Immunofluorescent staining

25 microliters of each RBC suspension were incubated for 15 minutes at room temperature (avoiding direct light) with the monoclonal antibody to human fetal hemoglobin conjugated with R-PE and polyclonal antibody to human CA conjugated with FITC.

After final wash in PBS, cells were resuspended in 500 microliters of PBS and were ready for acquisition by flow cytometry.

Data acquisition

List mode files of at least 100,000 events were collected for log FSC, log SSC, and log fluorescence signals for both fluorochrome conjugated antibodies with the region gated at the erythrocytes.

Quality control

FETALtroll was used as an extern control. This is a quality controlled tri-level stabilized blood control with known HbF positive cells content in adult blood (Level 1-normal or negative, Level 2-low positive, Level 3-high positive). The three individual FETALtrol levels were processed in the same way as the patient sample.

Red cell Antibody Screening

The Serascan Diana 4 and the Seracsan Diana 4P (Diagnostic Grifols, S.A., Spain) were intended for the screening of unexpected antibodies, in gel technique DG Gel Neutral/Coombs. The screening of antibodies has the aim of detecting the clinically significant antibodies present in the patient´s sample. The plasma was used for screening of antibodies. Each sample was examined on the fully automated instrument WADiana Compact. Identification of antibodies by manual method was performed in case of a positive antibody screening. 50 microliters of reagent red blood cells were dispensed into the microtubes on DG Gel Neutral/Coombs. 25 microliters of the patient´s plasma were added into the microtubes. Microtubes were incubated at 37°C during 15 minutes, centrifuged in centrifuge for DG gel cards and then were read the results.
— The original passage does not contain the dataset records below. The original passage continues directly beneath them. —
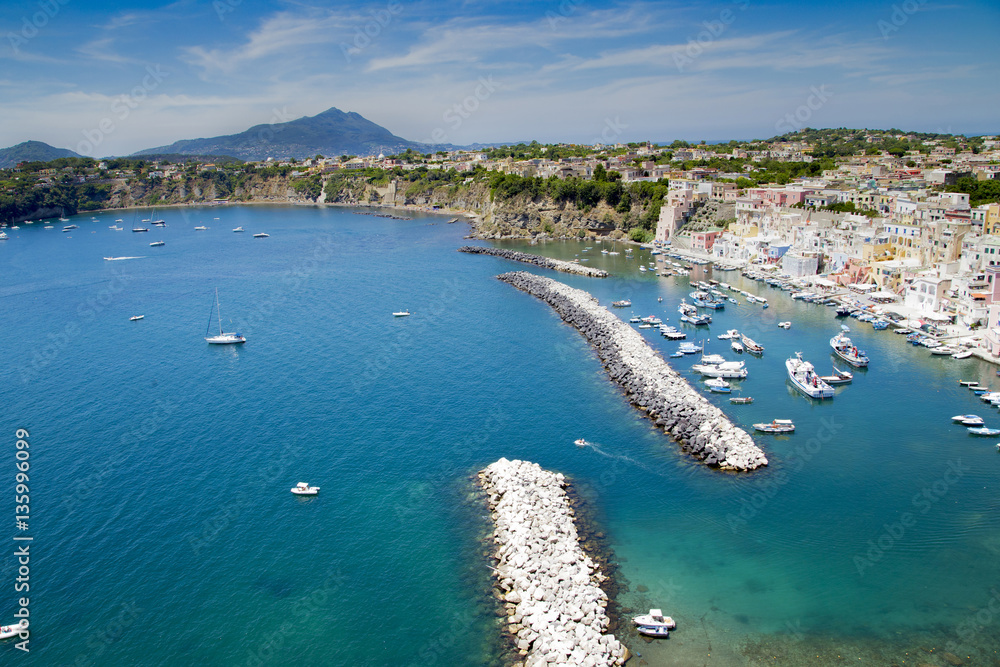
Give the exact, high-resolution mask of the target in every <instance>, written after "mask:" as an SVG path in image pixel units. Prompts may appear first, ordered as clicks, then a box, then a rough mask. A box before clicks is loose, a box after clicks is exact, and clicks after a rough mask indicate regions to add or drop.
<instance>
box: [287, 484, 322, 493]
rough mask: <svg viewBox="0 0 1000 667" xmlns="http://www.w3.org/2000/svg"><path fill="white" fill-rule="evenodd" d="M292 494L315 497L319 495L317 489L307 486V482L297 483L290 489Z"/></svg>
mask: <svg viewBox="0 0 1000 667" xmlns="http://www.w3.org/2000/svg"><path fill="white" fill-rule="evenodd" d="M292 493H294V494H295V495H297V496H315V495H316V494H317V493H319V487H318V486H309V484H308V482H299V483H298V484H296V485H295V486H294V487H293V488H292Z"/></svg>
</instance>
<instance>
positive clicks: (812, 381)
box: [785, 352, 834, 399]
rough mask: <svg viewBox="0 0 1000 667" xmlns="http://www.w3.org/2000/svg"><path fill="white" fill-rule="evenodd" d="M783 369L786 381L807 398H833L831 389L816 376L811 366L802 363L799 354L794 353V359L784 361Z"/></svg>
mask: <svg viewBox="0 0 1000 667" xmlns="http://www.w3.org/2000/svg"><path fill="white" fill-rule="evenodd" d="M785 368H786V369H787V370H788V379H789V380H791V381H792V384H793V385H794V386H795V388H796V389H798V390H799V391H800V392H802V393H803V394H805V395H806V396H808V397H809V398H816V399H824V398H833V393H834V391H833V387H831V386H830V385H828V384H827V383H826V382H824V381H823V380H822V379H821V378H820V376H819V375H817V374H816V370H815V369H814V368H813V365H812V364H810V363H809V362H808V361H803V359H802V353H801V352H796V353H795V356H794V357H789V358H788V359H786V360H785Z"/></svg>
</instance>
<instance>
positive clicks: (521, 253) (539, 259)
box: [458, 245, 608, 278]
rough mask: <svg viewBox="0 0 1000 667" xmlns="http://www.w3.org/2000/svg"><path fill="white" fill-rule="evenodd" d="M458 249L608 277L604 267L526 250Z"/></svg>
mask: <svg viewBox="0 0 1000 667" xmlns="http://www.w3.org/2000/svg"><path fill="white" fill-rule="evenodd" d="M458 251H459V252H468V253H472V254H474V255H493V256H494V257H502V258H504V259H509V260H512V261H515V262H524V263H526V264H534V265H535V266H540V267H542V268H543V269H553V270H555V271H562V272H563V273H575V274H577V275H580V276H588V277H590V278H607V277H608V272H607V271H605V270H604V269H594V268H591V267H589V266H583V265H582V264H577V263H575V262H564V261H563V260H561V259H551V258H549V257H542V256H541V255H530V254H528V253H526V252H518V251H517V250H507V249H506V248H489V247H486V246H478V245H467V246H462V247H461V248H459V249H458Z"/></svg>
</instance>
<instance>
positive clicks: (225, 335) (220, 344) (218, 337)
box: [205, 288, 247, 345]
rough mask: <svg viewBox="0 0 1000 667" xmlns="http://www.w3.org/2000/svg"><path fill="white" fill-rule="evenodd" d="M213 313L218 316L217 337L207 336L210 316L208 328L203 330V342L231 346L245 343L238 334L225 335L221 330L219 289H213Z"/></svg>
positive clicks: (217, 344)
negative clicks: (203, 338) (214, 289)
mask: <svg viewBox="0 0 1000 667" xmlns="http://www.w3.org/2000/svg"><path fill="white" fill-rule="evenodd" d="M214 311H215V312H217V313H218V314H219V334H218V335H217V336H215V335H213V336H209V335H207V334H208V332H209V329H211V328H212V314H214V313H212V314H209V316H208V328H207V329H206V330H205V334H206V336H205V340H206V341H207V342H208V343H209V344H211V345H232V344H234V343H245V342H247V339H246V338H244V337H243V336H242V335H241V334H239V333H226V332H224V331H223V330H222V309H221V308H219V288H215V308H214Z"/></svg>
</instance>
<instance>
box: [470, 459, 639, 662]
mask: <svg viewBox="0 0 1000 667" xmlns="http://www.w3.org/2000/svg"><path fill="white" fill-rule="evenodd" d="M479 479H480V484H481V485H482V487H483V489H484V490H485V491H486V494H487V497H488V501H489V505H490V514H491V518H492V519H493V522H494V526H495V528H494V531H493V540H494V542H495V544H496V552H495V556H496V558H497V561H498V565H497V567H496V568H494V574H495V575H496V578H497V586H498V587H499V589H500V591H501V592H502V594H503V600H504V603H505V605H506V607H507V614H508V616H507V623H508V625H507V628H508V630H509V631H510V632H511V634H512V635H513V636H514V639H515V641H516V643H517V648H518V651H519V653H520V654H521V655H522V656H524V662H523V666H524V667H542V666H544V665H547V664H549V663H552V664H558V665H581V666H585V667H598V666H602V667H603V666H606V665H622V664H624V663H625V661H626V660H627V659H628V649H627V648H625V646H624V645H622V643H621V642H619V641H618V640H617V639H616V638H615V636H614V635H613V634H605V633H604V631H605V630H606V629H607V628H608V624H609V622H610V621H609V619H608V616H607V614H606V612H605V609H606V607H607V605H608V596H607V594H605V592H604V591H603V590H601V588H600V586H599V584H600V583H601V582H602V581H603V580H604V579H605V577H604V575H603V574H602V573H601V571H600V569H599V568H598V567H597V565H596V563H594V561H593V560H592V559H591V558H590V557H589V556H587V555H586V554H585V553H584V552H583V550H582V549H581V548H580V544H579V540H578V536H577V531H576V525H575V524H574V522H573V510H572V508H571V507H570V503H569V498H568V497H567V495H566V491H565V489H564V487H565V485H566V480H565V478H564V477H563V475H562V474H560V473H553V472H550V471H547V470H542V468H541V466H539V465H538V464H537V463H529V462H527V461H518V460H514V461H508V460H507V459H500V460H499V461H497V462H495V463H492V464H490V465H489V466H487V467H486V468H485V469H484V470H482V471H481V472H480V473H479Z"/></svg>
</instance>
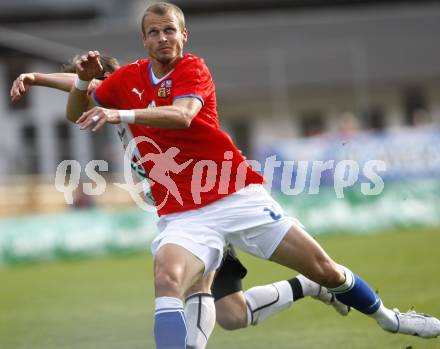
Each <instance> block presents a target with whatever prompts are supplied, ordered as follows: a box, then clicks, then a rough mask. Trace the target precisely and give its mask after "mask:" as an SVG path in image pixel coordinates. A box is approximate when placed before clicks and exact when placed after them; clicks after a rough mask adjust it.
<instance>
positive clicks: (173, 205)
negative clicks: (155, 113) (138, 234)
mask: <svg viewBox="0 0 440 349" xmlns="http://www.w3.org/2000/svg"><path fill="white" fill-rule="evenodd" d="M156 82H157V83H156V84H155V83H154V79H153V73H152V67H151V64H150V62H149V60H148V59H142V60H138V61H136V62H134V63H131V64H128V65H125V66H123V67H122V68H120V69H119V70H117V71H116V72H115V73H113V74H112V75H111V76H110V77H109V78H107V79H106V80H105V81H104V82H103V83H102V84H101V85H100V86H99V87H98V88H97V89H96V91H95V93H94V98H95V100H96V102H97V103H98V104H100V105H102V106H104V107H106V108H111V109H144V108H152V107H161V106H167V105H172V104H173V101H174V100H175V99H178V98H187V97H192V98H197V99H199V100H200V102H201V103H202V105H203V106H202V109H201V110H200V112H199V113H198V114H197V115H196V116H195V117H194V119H193V120H192V122H191V125H190V127H188V128H186V129H165V128H152V127H146V126H144V125H140V124H130V125H128V126H129V130H130V131H131V135H132V136H133V137H140V136H143V137H147V138H144V139H143V140H142V141H141V142H139V143H138V145H137V154H138V156H137V157H135V158H136V159H137V158H138V157H139V155H140V156H141V157H142V165H143V167H144V169H145V172H146V174H147V176H148V177H149V179H150V183H151V184H152V186H151V191H152V194H153V198H154V200H155V202H156V206H157V209H158V214H159V215H163V214H169V213H175V212H182V211H187V210H191V209H195V208H199V207H202V206H205V205H207V204H209V203H211V202H214V201H216V200H219V199H221V198H223V197H225V196H227V195H229V194H231V193H234V192H235V191H237V190H239V189H241V188H243V187H245V186H247V185H249V184H251V183H263V177H262V176H261V175H260V174H258V173H257V172H255V171H253V170H252V169H251V168H250V166H249V165H248V164H247V163H246V161H245V159H244V157H243V156H242V155H241V153H240V151H239V150H238V149H237V148H236V147H235V145H234V144H233V142H232V139H231V138H230V137H229V135H228V134H226V133H225V132H223V131H222V130H221V129H220V128H219V121H218V114H217V103H216V96H215V87H214V82H213V80H212V77H211V74H210V72H209V70H208V68H207V66H206V65H205V62H204V61H203V59H201V58H199V57H196V56H194V55H191V54H185V55H184V56H183V58H182V60H181V61H180V62H179V63H177V65H176V67H175V68H174V70H172V71H171V72H170V73H169V74H167V75H166V76H165V77H163V78H161V79H159V81H157V80H156Z"/></svg>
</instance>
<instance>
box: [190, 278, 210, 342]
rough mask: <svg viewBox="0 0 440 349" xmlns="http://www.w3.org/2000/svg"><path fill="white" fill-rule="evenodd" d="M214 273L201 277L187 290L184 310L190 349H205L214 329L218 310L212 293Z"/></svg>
mask: <svg viewBox="0 0 440 349" xmlns="http://www.w3.org/2000/svg"><path fill="white" fill-rule="evenodd" d="M214 274H215V273H214V272H211V273H209V274H208V275H206V276H204V277H201V278H200V279H199V281H197V282H196V283H195V284H194V285H193V286H191V287H190V289H189V290H188V292H187V296H186V300H185V307H184V311H185V317H186V325H187V328H188V338H187V343H186V347H187V348H188V349H204V348H205V347H206V345H207V343H208V339H209V337H210V336H211V333H212V331H213V330H214V326H215V319H216V311H215V305H214V297H213V296H212V294H211V285H212V280H213V279H214Z"/></svg>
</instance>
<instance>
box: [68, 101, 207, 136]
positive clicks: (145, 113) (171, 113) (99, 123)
mask: <svg viewBox="0 0 440 349" xmlns="http://www.w3.org/2000/svg"><path fill="white" fill-rule="evenodd" d="M202 107H203V104H202V102H201V101H200V99H198V98H194V97H187V98H178V99H175V100H174V102H173V104H172V105H168V106H162V107H156V108H148V109H134V110H116V109H106V108H101V107H95V108H93V109H91V110H89V111H87V112H85V113H83V114H82V115H81V117H80V118H79V119H78V121H77V124H79V126H80V129H86V128H90V127H93V128H92V131H96V130H98V129H100V128H101V127H102V126H103V125H104V124H106V123H110V124H119V123H121V122H129V123H135V124H141V125H145V126H149V127H154V128H175V129H176V128H188V127H189V126H190V125H191V121H192V120H193V119H194V117H195V116H196V115H197V114H198V113H199V112H200V109H202ZM121 117H122V118H121ZM95 120H98V121H95Z"/></svg>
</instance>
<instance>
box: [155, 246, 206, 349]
mask: <svg viewBox="0 0 440 349" xmlns="http://www.w3.org/2000/svg"><path fill="white" fill-rule="evenodd" d="M203 270H204V264H203V262H202V261H201V260H199V259H198V258H197V257H195V256H194V255H193V254H192V253H190V252H189V251H188V250H186V249H185V248H183V247H181V246H179V245H176V244H165V245H163V246H162V247H161V248H159V250H158V251H157V253H156V255H155V258H154V286H155V293H156V300H155V303H156V311H155V323H154V335H155V340H156V347H157V348H158V349H162V348H176V349H184V348H185V347H186V337H187V327H186V321H185V315H184V311H183V302H182V298H183V295H184V294H185V292H186V290H188V289H189V287H190V286H191V285H192V284H194V283H195V282H196V281H197V280H198V279H199V278H200V276H201V275H202V273H203Z"/></svg>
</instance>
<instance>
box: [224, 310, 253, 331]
mask: <svg viewBox="0 0 440 349" xmlns="http://www.w3.org/2000/svg"><path fill="white" fill-rule="evenodd" d="M246 321H247V319H246V315H244V314H236V313H229V314H223V315H221V316H219V315H218V314H217V323H218V324H219V326H220V327H221V328H223V329H224V330H227V331H234V330H238V329H240V328H244V327H246V325H247V323H246Z"/></svg>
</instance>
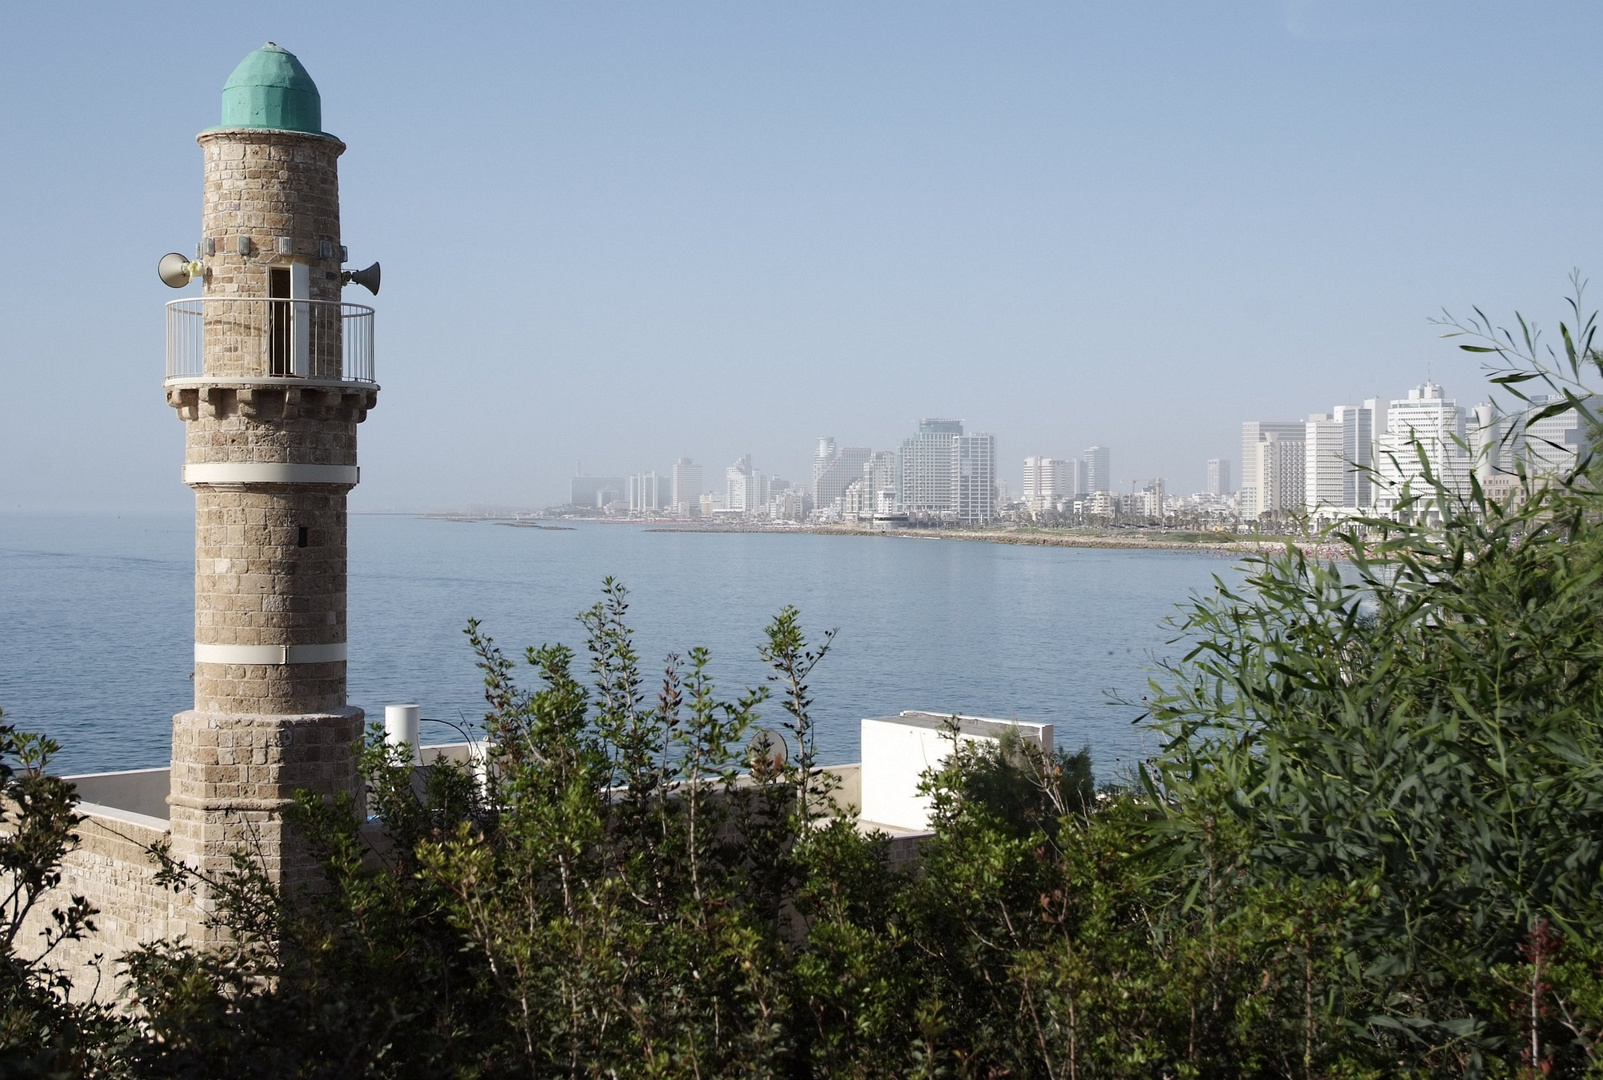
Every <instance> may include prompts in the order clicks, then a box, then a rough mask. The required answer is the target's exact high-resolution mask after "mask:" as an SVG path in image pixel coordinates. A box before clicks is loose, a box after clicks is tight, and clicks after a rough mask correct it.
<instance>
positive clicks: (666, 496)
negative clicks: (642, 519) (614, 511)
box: [628, 473, 668, 514]
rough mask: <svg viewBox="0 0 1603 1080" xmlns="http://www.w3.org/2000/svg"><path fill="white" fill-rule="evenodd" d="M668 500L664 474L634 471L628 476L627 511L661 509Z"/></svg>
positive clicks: (631, 511) (639, 513)
mask: <svg viewBox="0 0 1603 1080" xmlns="http://www.w3.org/2000/svg"><path fill="white" fill-rule="evenodd" d="M667 502H668V484H667V478H665V476H657V474H656V473H636V474H635V476H630V478H628V513H632V514H643V513H649V511H654V510H662V508H664V506H667Z"/></svg>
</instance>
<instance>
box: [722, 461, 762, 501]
mask: <svg viewBox="0 0 1603 1080" xmlns="http://www.w3.org/2000/svg"><path fill="white" fill-rule="evenodd" d="M723 506H725V510H729V511H734V513H741V514H747V516H752V514H757V513H760V511H765V510H766V508H768V478H766V476H763V474H761V473H760V471H757V469H753V468H752V455H750V453H744V455H741V460H739V461H736V463H734V465H731V466H729V468H726V469H725V497H723Z"/></svg>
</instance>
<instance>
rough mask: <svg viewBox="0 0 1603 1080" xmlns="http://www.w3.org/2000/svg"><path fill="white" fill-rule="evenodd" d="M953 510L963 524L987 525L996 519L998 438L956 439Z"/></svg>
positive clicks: (953, 477)
mask: <svg viewBox="0 0 1603 1080" xmlns="http://www.w3.org/2000/svg"><path fill="white" fill-rule="evenodd" d="M952 510H954V511H955V514H957V521H960V522H963V524H986V522H989V521H992V519H994V518H995V510H997V441H995V436H989V434H981V433H978V431H976V433H973V434H960V436H957V437H955V439H952Z"/></svg>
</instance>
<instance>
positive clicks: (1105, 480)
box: [1076, 445, 1112, 494]
mask: <svg viewBox="0 0 1603 1080" xmlns="http://www.w3.org/2000/svg"><path fill="white" fill-rule="evenodd" d="M1084 460H1085V494H1090V492H1111V490H1112V453H1111V452H1109V450H1108V447H1104V445H1093V447H1090V449H1088V450H1085V458H1084ZM1076 494H1082V492H1076Z"/></svg>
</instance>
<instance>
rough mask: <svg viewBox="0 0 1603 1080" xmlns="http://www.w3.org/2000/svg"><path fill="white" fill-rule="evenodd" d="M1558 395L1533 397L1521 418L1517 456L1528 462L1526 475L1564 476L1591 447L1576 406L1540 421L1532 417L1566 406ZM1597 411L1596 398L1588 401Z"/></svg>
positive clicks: (1589, 404) (1597, 404)
mask: <svg viewBox="0 0 1603 1080" xmlns="http://www.w3.org/2000/svg"><path fill="white" fill-rule="evenodd" d="M1563 401H1565V399H1563V397H1560V396H1558V394H1531V402H1529V407H1528V410H1526V413H1524V417H1521V418H1520V426H1518V433H1520V434H1518V441H1516V447H1515V449H1516V453H1518V455H1520V460H1521V461H1524V468H1526V473H1531V474H1537V476H1563V474H1566V473H1569V471H1573V469H1574V468H1576V463H1577V461H1579V460H1581V450H1582V447H1585V445H1589V439H1587V431H1585V420H1584V418H1582V417H1581V413H1579V412H1576V409H1574V407H1569V409H1563V410H1560V412H1555V413H1553V415H1550V417H1542V418H1540V420H1531V418H1529V417H1531V415H1534V413H1537V412H1542V410H1545V409H1552V407H1555V405H1560V404H1563ZM1585 405H1587V409H1589V410H1590V412H1597V407H1598V401H1597V399H1595V397H1590V399H1587V402H1585Z"/></svg>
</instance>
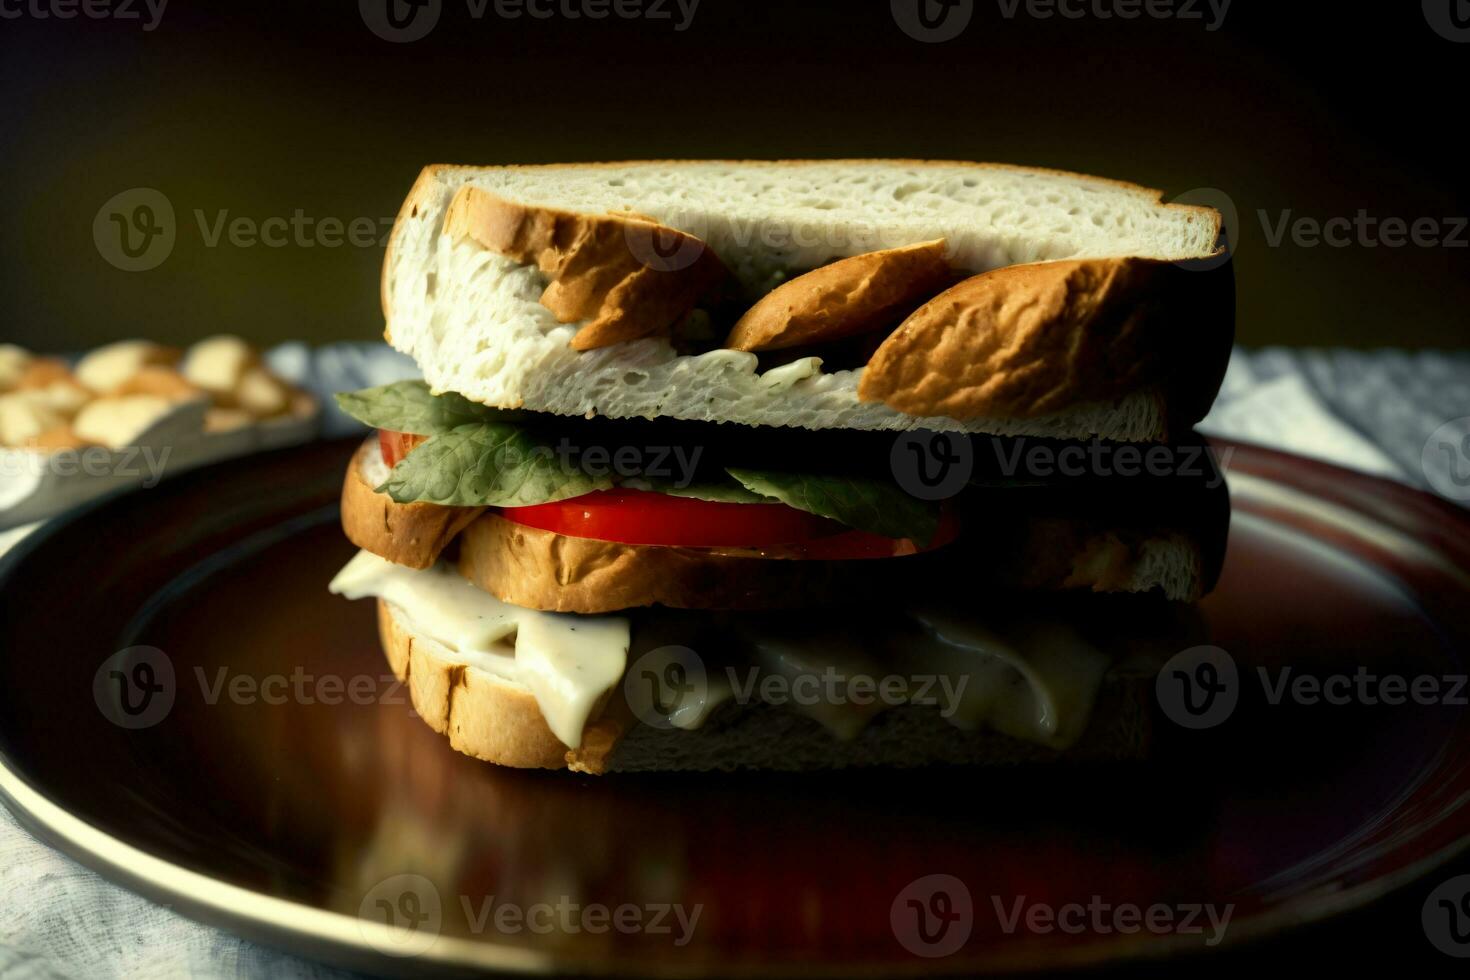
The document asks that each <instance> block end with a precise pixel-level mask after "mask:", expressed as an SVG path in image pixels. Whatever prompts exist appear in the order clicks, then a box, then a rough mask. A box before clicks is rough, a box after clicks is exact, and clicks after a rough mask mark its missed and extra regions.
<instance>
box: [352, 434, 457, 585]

The RBC antibody screening was repeated six weeks or later after the obstetric procedure to find new alloantibodies.

Quality control

Known positive and negative controls WBcorQC (Immucor, Medizinische Diagnostik GmbH, Germany) were included before each series of screening antibodies.

ABO and RhD Blood Group

Blood grouping reagents ImmuClone anti-A Galileo, ImmuCloneanti-B Galileo, ImmuClone Anti-D rapid Galileo, Novaclone anti-D Galileo, A1 reagent cells, B reagent cells were used for ABO and RhD cell typing on automated microplate tests. All tests were carried out on the fully automated instrument Galileo NEO.

Quality control

Known positive and negative controls WB corQC were included in each series of tests.


Total number of samples was 94. 66 women were after childbirth (52 after vaginal delivery, 14 after caesarean section), 25 after abortion, 2 after amniocentesis and one after fetal death.

Determination of FMH by Flow Cytometry

The value of fetal RBCs diagnosed in maternal circulation ranged from insignificant <0.1% to excessive FMH of 6.9%.Negative FMH <0.1% was present in 73% of cases. Insignificant FMH 0.1-0.25% was present in 17% of cases. Significant or excessive FMH was present in 9.6% (four times vaginal delivery, three times abortion, once caesarean section and once fetal death).Significant FMH exceeding 0.25% was diagnosed after vaginal delivery in 4.3% of all cases, after delivery by caesarean section in 1.1%, after abortion in 3.2% and after fetal death in 1.1%. Excessive FMH was found in 2.1% of cases. Insignificant FMH not more than 0.25% was present in 90.4% of cases. Table 1 shows the quantitative determination of FMH by flow cytometry. Results are divided into 3 groups. Excessive FMH was founded in two cases. We present these 2 cases of clinically excessive FMH.